Two years later the case was finally brought to trial. Nearly forty hours of audio tape of the exorcism was played before the court. Testimony was heard from witnesses who had no doubts of demonic presences in the girl. But in the end it was the coroner’s report that Anneliese has starved to death that proved to be their undoing. It was determined that admitting her to a hospital where she’d have been fed through a tube, even one week before she died, could have saved her life. They also asserted that, by introducing the concept of demonic possession, the parents and priest provided a scapegoat for her behavior, which allowed her to misbehave all she wanted to without fear of consequence. Though convicted, her parents and the priests received a light sentence of only six months in jail and probation. The story, however, continued to capture the imagination of those that knew the girl or heard of her plight. Many claimed that her body could not have been at rest after such an ordeal, leading officials to exhume her corpse eleven years after her death. When it was determined that it had, in fact, decayed at the proper rate for one dead eleven years, she was recommitted to the ground. Her grave became, and remains, a place of pilgrimage and religious importance to those who believe that the brave girl lost her life fighting the forces of darkness. Following the death of Anneliese the church recanted their permission, stating that she was merely afflicted by mental disorders. In 1996 the Pope removed Rituale Romanum from the approved list of rites and replaced it with his own, called “The Exorcism for the Upcoming Millennium.”

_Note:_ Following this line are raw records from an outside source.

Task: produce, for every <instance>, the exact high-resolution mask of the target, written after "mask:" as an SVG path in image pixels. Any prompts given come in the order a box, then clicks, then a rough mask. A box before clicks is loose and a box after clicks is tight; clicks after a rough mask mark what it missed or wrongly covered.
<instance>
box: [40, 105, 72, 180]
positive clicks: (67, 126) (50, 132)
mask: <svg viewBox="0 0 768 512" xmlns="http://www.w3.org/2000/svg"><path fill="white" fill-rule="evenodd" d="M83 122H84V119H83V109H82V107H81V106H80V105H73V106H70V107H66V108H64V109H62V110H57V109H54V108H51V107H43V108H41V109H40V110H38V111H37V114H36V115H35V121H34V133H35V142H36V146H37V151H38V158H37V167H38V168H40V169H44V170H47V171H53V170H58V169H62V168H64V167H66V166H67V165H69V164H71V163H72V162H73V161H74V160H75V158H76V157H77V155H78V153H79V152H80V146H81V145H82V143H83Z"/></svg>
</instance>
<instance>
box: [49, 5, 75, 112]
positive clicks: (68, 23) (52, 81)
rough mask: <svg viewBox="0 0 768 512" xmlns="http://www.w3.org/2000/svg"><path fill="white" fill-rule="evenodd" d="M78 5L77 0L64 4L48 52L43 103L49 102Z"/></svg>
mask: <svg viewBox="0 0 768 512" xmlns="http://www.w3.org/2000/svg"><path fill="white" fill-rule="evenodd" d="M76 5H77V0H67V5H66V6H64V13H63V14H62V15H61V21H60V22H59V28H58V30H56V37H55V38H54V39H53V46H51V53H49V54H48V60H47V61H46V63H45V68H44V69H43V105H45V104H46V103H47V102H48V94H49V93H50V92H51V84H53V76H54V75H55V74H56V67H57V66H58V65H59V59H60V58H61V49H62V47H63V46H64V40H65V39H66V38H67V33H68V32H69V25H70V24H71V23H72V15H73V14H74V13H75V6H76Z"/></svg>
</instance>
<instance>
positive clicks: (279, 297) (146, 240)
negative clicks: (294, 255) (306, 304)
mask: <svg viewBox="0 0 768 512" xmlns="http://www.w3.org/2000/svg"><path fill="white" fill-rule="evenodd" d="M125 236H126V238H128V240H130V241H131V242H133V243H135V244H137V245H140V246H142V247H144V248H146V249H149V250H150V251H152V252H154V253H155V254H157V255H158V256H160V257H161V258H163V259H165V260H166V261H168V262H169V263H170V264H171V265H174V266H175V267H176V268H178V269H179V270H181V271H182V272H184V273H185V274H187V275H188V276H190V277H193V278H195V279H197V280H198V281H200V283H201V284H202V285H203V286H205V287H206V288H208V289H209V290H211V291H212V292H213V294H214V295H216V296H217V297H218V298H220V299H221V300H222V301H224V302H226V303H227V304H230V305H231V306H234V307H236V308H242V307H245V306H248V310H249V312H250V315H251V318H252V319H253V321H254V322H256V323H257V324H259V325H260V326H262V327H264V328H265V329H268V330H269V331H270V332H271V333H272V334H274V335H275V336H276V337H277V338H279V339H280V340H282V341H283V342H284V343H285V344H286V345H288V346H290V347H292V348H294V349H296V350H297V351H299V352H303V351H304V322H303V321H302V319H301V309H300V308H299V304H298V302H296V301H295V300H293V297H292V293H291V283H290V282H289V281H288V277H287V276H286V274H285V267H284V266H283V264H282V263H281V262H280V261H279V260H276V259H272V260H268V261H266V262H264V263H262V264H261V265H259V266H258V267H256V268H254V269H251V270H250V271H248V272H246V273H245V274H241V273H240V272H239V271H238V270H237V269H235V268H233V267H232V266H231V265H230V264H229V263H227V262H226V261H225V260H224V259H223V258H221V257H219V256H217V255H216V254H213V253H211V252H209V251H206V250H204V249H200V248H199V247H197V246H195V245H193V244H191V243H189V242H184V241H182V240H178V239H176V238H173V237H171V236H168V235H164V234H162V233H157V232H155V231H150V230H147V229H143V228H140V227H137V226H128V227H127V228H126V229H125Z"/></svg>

Anneliese Michel was a fresh-faced girl of sixteen when her life suddenly jolted out of her control and only twenty-three when she died. Whether or not she was possessed by demons is open to debate, but nothing can diminish the tragedy of her passing. While The Exorcism of Emily Rose bears the legend “based on a true story,” respect must be given to the actual people and events on which the story is taken. Audiences should not forget, while they are being entertained, that no matter what their beliefs, Anneliese Michel, the real “Emily Rose” was no fictional character.